Why does creating an array from primitives copy them?

Question

In the program

public static void main(String[] args){
    int x = 1;
    int y = 2;
    int[] z = new int[]{x, y};
    z[0] = 3;
    System.out.println(x); //prints 1
}

I expected that 3 would be printed. But 1 was. Why? I thought Java makes copy only of references, i.e. when we pass a refrence to a method, the method will operate with another reference to the same object. It's like C++ pointers and primitive types.

So I tried to consult JLS 10.6 and didn't find anything useful about it. Maybe I've got some misunderstanding about primitive types in Java.

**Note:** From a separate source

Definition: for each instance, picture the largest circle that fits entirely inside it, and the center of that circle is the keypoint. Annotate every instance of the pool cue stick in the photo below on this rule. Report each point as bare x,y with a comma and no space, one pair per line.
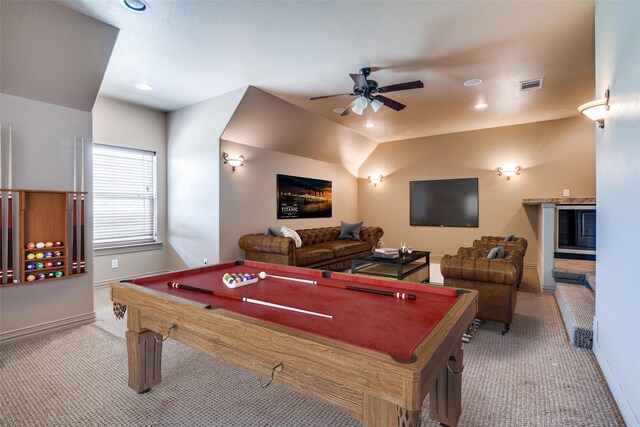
398,295
244,299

Could you clarify?

Answer 1

Why does creating an array from primitives copy them?

For exactly the same reason that:

int a = 5;
int b = a;

...copies the value of a into b, without creating any kind of link between a and b: The value is copied, not some kind of reference to the variable.

---

Re your comment:

But when we operate on reference types, the reference copies, doesn't it?

Yes, it does, exactly like the number gets copied in your int scenario.

b = a (or your array initializer) works exactly the same way regardless of whether a and b are primitive type variables or reference type variables: The value in a is copied to b, and then there is no ongoing link between a and b.

The only difference is that when you're dealing with reference types, the value in the variable isn't the actual thing, it's a reference to the actual thing. So copying that reference from one variable into another just makes makes those two variables refer to the same thing, just like my code above makes a and b both have the value 5.

Consider: Let's create a list:

List<String> a = new ArrayList<String>();

That gives us something like this in memory:

              +----------+
a(55465)----->| the list |
              +----------+

The variable a contains a value which is a reference to an object. I've depicted that value above as 55465, but we never actually see the raw value in our Java code (and it changes as garbage collection is done). It's just a value, like any other value, which tells the JVM where to find the object in memory. You can think of it like a long containing a memory address (that's not what it really is, but it works conceptually).

Now we do this:

List<String> b = a;

Now we have something like this in memory:

a(55465)--+
          |    +----------+
          +--->| the list |
          |    +----------+
b(55465)--+

Both a and b contain a value which refers to the list.

You can see how that's exactly like:

int a = 5

gives us

a(5)

and then

int b = a;

gives us

a(5)
b(5)

Values are copied between variables, passed into functions, etc. The only difference with reference types is what that value is used for, how it's interpreted.

If so, I would say that java is pass by value in the sense of copying values of primitives and the references of reference types. Right?

No. "Pass by value" and "pass by reference" have a specific meaning in computing: It's about having a reference to a variable, not an object. This is what pass-by-reference looks like:

// NOT JAVA; Java doesn't have this
void foo(int &a) { // Fake pass-by-reference thing
    a = 3;
}

int a = 5;
foo(&a); // Fake pass-by-reference operator
System.out.println(a); // 3

Pass-by-reference has nothing to do with object references. The only thing they have in common is the word "reference." Java is a purely pass-by-value language.

Answer 2

Java is pass by value not reference. if you assign to array zero so it does not assigned to x.

Answer 3

You did mistake here :

int x = 1;
int y = 2;
int[] z = new int[]{x, y};
z[0] = 3;
System.out.println(x); //prints 1 // You are printing x (where x = 1)

Here you print x so x = 1

If you print z[0] instead of x then it will print 3

Answer 4

z[0] = 3 assigns the value to array not to int x.